Northern Michigan’s Inland Waterway is a chain of inland lakes connected by rivers and channels. It runs from Petoskey on the west all the way to Lake Huron on the east. Over 38 miles long, the entire trip takes about six hours to complete. Along the way, the lakes offer opportunities for swimming, watersports, and fishing. There are marinas along the route where you can stop for gas and supplies. There are even places to stop overnight if you want to spend more than a day on the waterway. You pass through several small towns where you can dock, and walk to restaurants and shops.
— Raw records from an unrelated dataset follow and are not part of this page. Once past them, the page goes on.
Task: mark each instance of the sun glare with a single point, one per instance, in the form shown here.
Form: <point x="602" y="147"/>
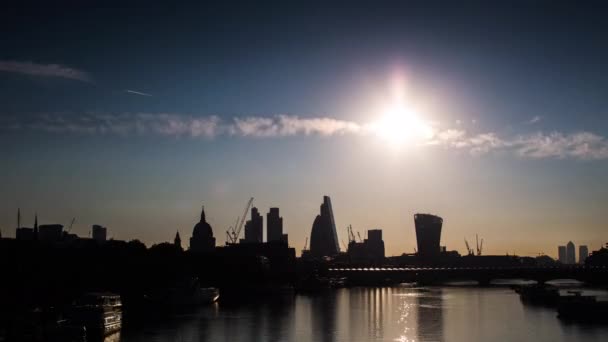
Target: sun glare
<point x="400" y="125"/>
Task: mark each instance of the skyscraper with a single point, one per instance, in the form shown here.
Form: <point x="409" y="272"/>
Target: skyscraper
<point x="375" y="244"/>
<point x="254" y="228"/>
<point x="274" y="226"/>
<point x="177" y="241"/>
<point x="561" y="254"/>
<point x="583" y="253"/>
<point x="323" y="237"/>
<point x="570" y="253"/>
<point x="428" y="235"/>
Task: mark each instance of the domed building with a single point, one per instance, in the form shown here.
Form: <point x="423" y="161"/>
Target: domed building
<point x="202" y="239"/>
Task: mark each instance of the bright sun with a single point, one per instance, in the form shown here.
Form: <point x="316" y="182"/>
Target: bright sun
<point x="399" y="125"/>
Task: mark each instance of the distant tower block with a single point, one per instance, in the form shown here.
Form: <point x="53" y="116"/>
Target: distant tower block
<point x="570" y="253"/>
<point x="323" y="237"/>
<point x="428" y="235"/>
<point x="178" y="240"/>
<point x="561" y="254"/>
<point x="100" y="234"/>
<point x="583" y="253"/>
<point x="254" y="228"/>
<point x="274" y="226"/>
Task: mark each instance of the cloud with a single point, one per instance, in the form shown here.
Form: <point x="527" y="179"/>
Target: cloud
<point x="136" y="92"/>
<point x="44" y="70"/>
<point x="540" y="145"/>
<point x="286" y="125"/>
<point x="578" y="145"/>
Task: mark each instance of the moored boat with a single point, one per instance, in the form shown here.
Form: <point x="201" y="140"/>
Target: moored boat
<point x="99" y="313"/>
<point x="582" y="308"/>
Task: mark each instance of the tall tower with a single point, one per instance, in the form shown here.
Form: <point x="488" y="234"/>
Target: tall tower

If you complete the entire route your adventure takes you through two lock systems and under a swing bridge. There’s even a lighthouse where the route ends at Lake Huron.
If you can’t make it to the Caribbean, Torch Lake might be the next best thing. On most days in the summer the clear water of this inland lake imitates the blue-green hues of the tropical islands. 18 miles long, it’s a popular lake for water sports. Sandbars in the lake provide spots for boaters to gather and socialize. This well-loved lake gets busy in the summer. It’s so famous Kid Rock even wrote a song about it.
Lake Charlevoix is the third largest inland lake in Michigan. It’s connected to Lake Michigan via the Pine River Channel. Visitors flock to its clear waters to swim, water ski, fish, and kayak. Ferry Beach Park is a nice spot for relaxing along the water. Boyne City is on the east end of the lake and the west end isn’t far from downtown Charlevoix. You’ll find places to shop and dine in both spots. The area on the north side of Lake Charlevoix was the stomping grounds of a young Ernest Hemingway who spent the first 22 summers of his life there. There are several Hemingway landmarks you can visit nearby.
Les Cheneaux Islands
The only way to get to this chain of 36 islands in Lake Huron is by boat. There are no bridges between the islands or the mainland. Instead, channels around the islands act like a highway system for boats. There are no ferries either, so you’ll need a private boat to tour this area. Another spot in the Great Lakes with calm waters, boaters don’t need to be intimidated. There are a few accommodations on the mainland near the islands in Cedarville and Hessel. Private homes dot the islands along with a few vacation rentals and resorts. In August, Hessel hosts the Les Cheneaux Antique and Wooden Boat Show. Hundreds of colorful, restored wooden boats are on display at the marina that weekend.